La sra. Hudson fue la primera en notarlo, lo que no era de extrañar siendo ella quien pasaba más tiempo en su compañía. Más tarde fue Mycroft, para quien la situación exigía tomar medidas drásticas, por su propio bien y el bien del Estado.

Lestrade simplemente se guardó de hacer comentario alguno al respecto.

Después de la explosión en la piscina pública, después del fallido intento de encontrar a James Moriarty, después de haberse enfrentado juntos cara a cara con la muerte y haber sobrevivido, la relación entre Sherlock y John había cambiado de forma tal, que todos aquellos que les conocían podían asegurar que esa noche había sido el punto en que esos dos hombres habían dejado de ser entes separados y se habían convertido en una unidad indisoluble, en el perfecto ejemplo de la codependencia, en algo que tenía la misma posibilidad de terminar bien o de terminar mal

John no toleraba la idea de perder de vista a Sherlock y éste, a su vez, sutilmente había tomado la consigna personal de mantener a su compañero de piso fuera de cualquier peligro.

Pasaban cada minuto del día en que estaban despiertos en compañía del otro y, sin embargo, cada uno dormía – cuando lo hacían – en lugares separados de la casa.

Ninguno había considerado siquiera la idea de compartir una habitación para dormir.

Ni siquiera cuando Sherlock escuchaba a John gritar en medio de la noche, cuando despertaba abruptamente por alguna pesadilla o John escuchaba a Sherlock caminar y caminar por su habitación por horas, con alguna sesión ocasional de violín, a medio volumen en una cacofonía de sonidos sin armonía.

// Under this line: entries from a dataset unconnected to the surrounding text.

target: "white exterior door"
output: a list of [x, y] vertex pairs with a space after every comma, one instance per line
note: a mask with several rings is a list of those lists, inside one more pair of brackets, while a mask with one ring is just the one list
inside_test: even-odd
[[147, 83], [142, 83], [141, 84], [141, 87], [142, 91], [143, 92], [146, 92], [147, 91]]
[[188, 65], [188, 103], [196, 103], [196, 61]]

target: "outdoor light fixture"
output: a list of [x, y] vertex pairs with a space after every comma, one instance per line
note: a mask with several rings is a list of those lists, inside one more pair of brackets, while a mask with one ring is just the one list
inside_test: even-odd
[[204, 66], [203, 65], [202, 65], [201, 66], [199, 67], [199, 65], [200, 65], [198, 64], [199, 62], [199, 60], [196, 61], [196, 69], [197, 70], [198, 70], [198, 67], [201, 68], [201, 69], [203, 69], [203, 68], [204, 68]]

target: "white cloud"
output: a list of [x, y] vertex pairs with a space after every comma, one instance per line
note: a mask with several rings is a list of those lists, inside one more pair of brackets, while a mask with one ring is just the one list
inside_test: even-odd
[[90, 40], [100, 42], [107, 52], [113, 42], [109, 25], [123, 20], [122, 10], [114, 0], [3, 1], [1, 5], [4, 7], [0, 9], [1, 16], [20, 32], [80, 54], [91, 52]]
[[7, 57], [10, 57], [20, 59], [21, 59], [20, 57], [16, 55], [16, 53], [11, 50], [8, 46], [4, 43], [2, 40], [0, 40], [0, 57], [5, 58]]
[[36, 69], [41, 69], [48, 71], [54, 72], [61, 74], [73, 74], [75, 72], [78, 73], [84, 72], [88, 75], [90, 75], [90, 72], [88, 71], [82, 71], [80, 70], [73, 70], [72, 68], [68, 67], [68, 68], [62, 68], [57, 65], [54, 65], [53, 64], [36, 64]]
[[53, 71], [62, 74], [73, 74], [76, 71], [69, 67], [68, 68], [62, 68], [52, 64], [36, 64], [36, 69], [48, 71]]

Casos iban y venían, como era de esperarse. Lestrade sabía mejor que nadie que la mejor forma de distraer a Sherlock era presentarle un rompecabezas que sólo él pudiera resolver. Ademas, era impresionante verles trabajar juntos, mezclando sus talentos de forma balanceada y eficiente, resolviendo casos con una rapidez que no dejaba de ser desconcertante.


Mycroft finalmente había encontrado a su espía en la persona de la sra. Hudson, a quien el dinero que recibía por sus servicios no le caía nada mal. Fue gracias a ella que supo de las pesadillas de John y las noches de insomnio de Sherlock.

Sus amigos no eran los únicos que observaban la nueva dinámica interpersonal entre los inquilinos del 221b de la calle Baker. Micrófonos y cámaras grababan tanto material como era posible de la vida de Sherlock y John; información que era analizada concienzudamente, cuadro a cuadro, palabra por palabra, obsesivamente, con un manía perversa.

James Moriarty solamente esperaba una señal, un momento que pudiera darle el arma perfecta para destruir definitivamente a Sherlock Holmes.

Esperaba a que esa codependencia fuera tan completa que solo le bastara implicar que cualquiera de ellos estaba en peligro para poder tener al otro exactamente donde lo quería: completamente a su merced.

James sabía, con total certeza, que no faltaba mucho tiempo para que su trampa, elaborada y perfeccionada hasta el último detalle, fuera ejecutada de forma definitiva y exitosa.


De haber contado con esa información, probablemente Sherlock nunca había entrado a la habitación de John aquella noche en particular, tras una pesadilla tan desgarradora que tuvo que tomarlo entre sus brazos y meterse en la cama con él.

Sherlock jamás reconocería en voz alta que tal vez él también necesitaba un poco de confort, que necesitaba asegurarse de que John estaba a salvo y en calma cuando se quitó la ropa y ayudó a John a despojarse de la suya, para atravesar la bruma del miedo y la angustia que aun llenaban a su adormilado compañero, buscando mostrarle la luz con su boca sobre la suya y sus manos recorriendo cada palmo de piel temblorosa bajo su cuerpo.

Como tampoco reconocería que esa noche fue la primera vez que pudo conciliar el sueño desde aquella otra noche; aquella en que John le arrastró al agua para salvarlo del fuego devorador de la explosión con la que Moriarty había planeado terminar con sus vidas.

Aunque, claro, no era como si John no lo supiera.